In January, city officials unveiled improvements to the uptown street, which was shifted about 10 to 15 feet to make way for further improvements.
About a month ago, improvements began on an old parking lot off Depot Street, behind the TheatreWorks Community Players BlackBox Theatre.
Retaining walls have been installed and grading work has been completed on the parking lot, according to Chris Morris, city engineer and administrator of the Depot Street project.
Next to be done is curb and gutter work, paving, lighting and landscaping in the parking lot, he said.
The improvements also will include steps leading to TheatreWorks and crosswalks, Morris said.
The improvements will cost $250,000 and are funded by The Harvest Foundation, he said.
The project has been “moving along nicely,” and everything is on schedule, he said, adding that the project should be complete by the end of August.

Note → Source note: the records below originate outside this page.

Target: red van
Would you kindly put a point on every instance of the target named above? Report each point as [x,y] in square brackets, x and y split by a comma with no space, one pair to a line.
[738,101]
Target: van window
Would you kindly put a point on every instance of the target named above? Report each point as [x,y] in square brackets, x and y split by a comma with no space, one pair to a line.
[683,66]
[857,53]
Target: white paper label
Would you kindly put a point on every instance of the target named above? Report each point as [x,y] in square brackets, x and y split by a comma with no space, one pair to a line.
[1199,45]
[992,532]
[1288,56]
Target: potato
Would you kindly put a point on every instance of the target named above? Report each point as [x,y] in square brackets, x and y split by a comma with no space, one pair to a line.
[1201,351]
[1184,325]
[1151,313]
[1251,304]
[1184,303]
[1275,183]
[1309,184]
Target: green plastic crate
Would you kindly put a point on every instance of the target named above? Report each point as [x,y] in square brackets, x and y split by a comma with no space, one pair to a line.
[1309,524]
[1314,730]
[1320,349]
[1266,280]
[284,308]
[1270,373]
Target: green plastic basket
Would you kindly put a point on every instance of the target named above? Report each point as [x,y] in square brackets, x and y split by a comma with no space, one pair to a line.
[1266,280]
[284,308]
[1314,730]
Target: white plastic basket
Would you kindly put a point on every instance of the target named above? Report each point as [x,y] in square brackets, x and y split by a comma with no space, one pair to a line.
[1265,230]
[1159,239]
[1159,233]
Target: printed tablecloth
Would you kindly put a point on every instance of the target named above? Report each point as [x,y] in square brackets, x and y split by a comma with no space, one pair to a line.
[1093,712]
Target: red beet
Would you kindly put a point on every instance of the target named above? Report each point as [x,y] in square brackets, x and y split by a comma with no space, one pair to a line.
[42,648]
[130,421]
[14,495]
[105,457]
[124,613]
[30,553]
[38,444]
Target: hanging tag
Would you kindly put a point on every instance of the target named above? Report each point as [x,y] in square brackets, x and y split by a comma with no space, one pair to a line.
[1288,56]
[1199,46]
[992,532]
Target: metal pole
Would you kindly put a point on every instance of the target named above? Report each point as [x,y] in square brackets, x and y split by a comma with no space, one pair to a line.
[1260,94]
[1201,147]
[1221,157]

The purpose is to provide more parking for New College Institute students as well as for visitors to the Martinsville-Henry County Heritage Center & Museum in the old courthouse, TheatreWorks and the Uptown Spur Trail, he said.
This parking lot is at the main trailhead of the spur trail, he added.
Previously, the parking lot was not well lit, and it wasn’t as attractive or accessible, Morris said.
In the last few weeks, a restroom was installed at the trailhead, and there are plans to place a different roof on it to make it more attractive, said Interim City Manager Leon Towarnicki.
In addition, a landscaping project in the front and sides of Courthouse Square is ongoing. That work is funded by the Garden Club of Virginia in cooperation with the Historical Society of Martinsville and Henry County.
The project originally was scheduled to be completed at the end of this month. But the date now is uncertain because of delays caused by the weather and deliveries of supplies, according to Debbie Hall, executive director of the Martinsville-Henry County Historical Society.
More construction soon will take place west of the old courthouse as part of a Community Development Block Grant from the state, Towarnicki said.
The planned projects through the block grant include installation of facades on business fronts, park areas, a new system of signs to direct visitors to uptown attractions and landscaping improvements at intersections, he added.
Design plans currently are being done for those projects, and bidding for the facade work will begin at the end of this month, according to Susan McCulloch, community planner for the city. She added that the city is working on easements for the planned park areas.
The block grant projects have a completion deadline of Nov. 31, 2013, McCulloch said.
All of the improvements are designed to enhance and improve the entire uptown area, Towarnicki said.